Of course, in the end, both Trump and Granger would eventually capitulate, Granger after five months of insanity and misinformation and Trump after fomenting an assault on the Capitol. While both have had their perpetuation of the Big Lie of their being cheated reduced to the theatre of doomed court cases and petulant distraction, Lukashenko in the middle of a primarily democratic Europe (the European Union was a key player in preventing the theft of elections here last year) has actually expanded his control after actually succeeding at rigging his own country’s elections in August of last year.

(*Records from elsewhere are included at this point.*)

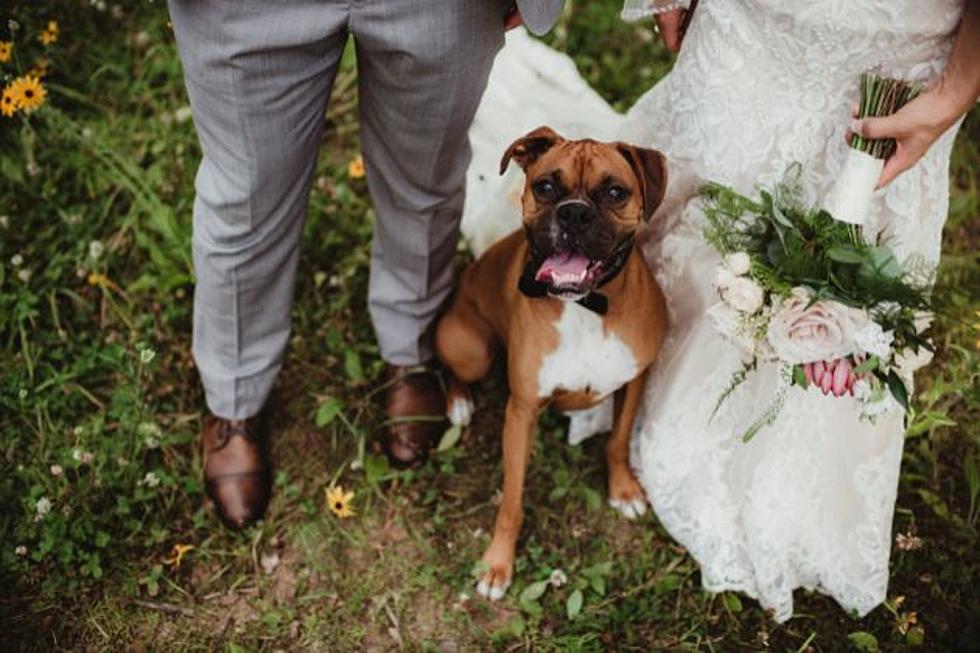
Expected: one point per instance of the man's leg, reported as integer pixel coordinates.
(423, 68)
(258, 76)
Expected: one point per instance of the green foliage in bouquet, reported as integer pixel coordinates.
(794, 245)
(881, 96)
(791, 244)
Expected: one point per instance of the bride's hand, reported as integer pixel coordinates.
(915, 127)
(920, 122)
(669, 25)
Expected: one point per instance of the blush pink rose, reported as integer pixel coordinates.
(800, 332)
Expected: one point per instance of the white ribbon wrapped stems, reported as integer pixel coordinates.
(849, 199)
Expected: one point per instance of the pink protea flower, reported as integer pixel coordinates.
(836, 376)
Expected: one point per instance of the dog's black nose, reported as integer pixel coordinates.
(575, 214)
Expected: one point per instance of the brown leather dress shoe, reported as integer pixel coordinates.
(237, 473)
(416, 409)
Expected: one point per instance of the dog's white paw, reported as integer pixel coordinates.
(460, 411)
(629, 508)
(491, 591)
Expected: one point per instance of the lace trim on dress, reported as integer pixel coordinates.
(637, 9)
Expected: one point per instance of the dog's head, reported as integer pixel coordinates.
(582, 202)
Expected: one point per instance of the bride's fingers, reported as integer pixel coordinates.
(669, 23)
(896, 164)
(892, 126)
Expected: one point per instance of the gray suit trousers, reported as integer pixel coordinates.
(259, 74)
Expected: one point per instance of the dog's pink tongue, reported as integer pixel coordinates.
(563, 268)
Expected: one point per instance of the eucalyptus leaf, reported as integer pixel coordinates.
(328, 411)
(574, 604)
(897, 387)
(845, 255)
(868, 365)
(863, 641)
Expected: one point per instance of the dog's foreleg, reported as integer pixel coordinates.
(519, 421)
(625, 493)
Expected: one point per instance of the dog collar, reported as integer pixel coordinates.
(596, 302)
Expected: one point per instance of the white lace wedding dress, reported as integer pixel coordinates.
(758, 85)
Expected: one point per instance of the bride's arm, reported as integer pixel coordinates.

As we noted, when we focused directly on Belarus under ‘Europe’s last dictator’ in a subsequent editorial of February this year, a notable feature of the shadow over Minsk is that it presents itself as relatively mild shade. In contrast to the accepted mythos of brutal dictatorship, Lukashenko’s methodology is deliberately tepid. Protestors are given a few days in jail as opposed to decade long sentences. People are not being summarily executed but are beaten with non-life threatening injuries. His biggest targets, artists and journalists, are given less jail time for “undermining national security” than young people here in Guyana are given for possessing small amounts of marijuana, like the two women journalists who were sentenced a few months ago to two years in prison for simply live-streaming a protest. This is perhaps why Belarus’ president had escaped the sort of international censure he has escaped so far, selling himself as Dictator Lite, particularly at a time when democratic nations have been flirting dangerously with despotism.
This paper had warned, in that editorial, that “Unfortunately, in Belarus, what has so far prevailed is the abyss, one that is deepening and widening by slow but sure degrees, swallowing up dozens and dozens of brave people and grinding them under the teeth of Lukashenko’s repressive state machinery.”
Since then, things have gotten, as we predicted, worse. Last week, Lukashenko sent a fighter jet to force a Ryanair – a European Airline – flight to land in the capital of Belarus, Minsk, where his security forces then arrested a popular dissident blogger, Roman Protasevich. Days later, Prostasevich appeared in court, clearly beaten into subjugation. Teens have been arrested and imprisoned for speaking out against the government, poets and singers have been beaten, and yesterday, activist Stepan Latypov, arrested and on trial for his social media activity, cut his own throat with a pen during a court appearance. Now, Lukashenko has restricted his own citizens from leaving the country after the relatively tepid international condemnation in the wake of the Ryanair flight fiasco. Belarus is an atrocity waiting to happen, as if the cancer that has been creeping over the country in the past several years has not been carcinogenic enough. The country is, as the world watch, descending into the abyss and each unfathomable step downwards is going to make it all the more harder to emerge unless some serious intervention takes place.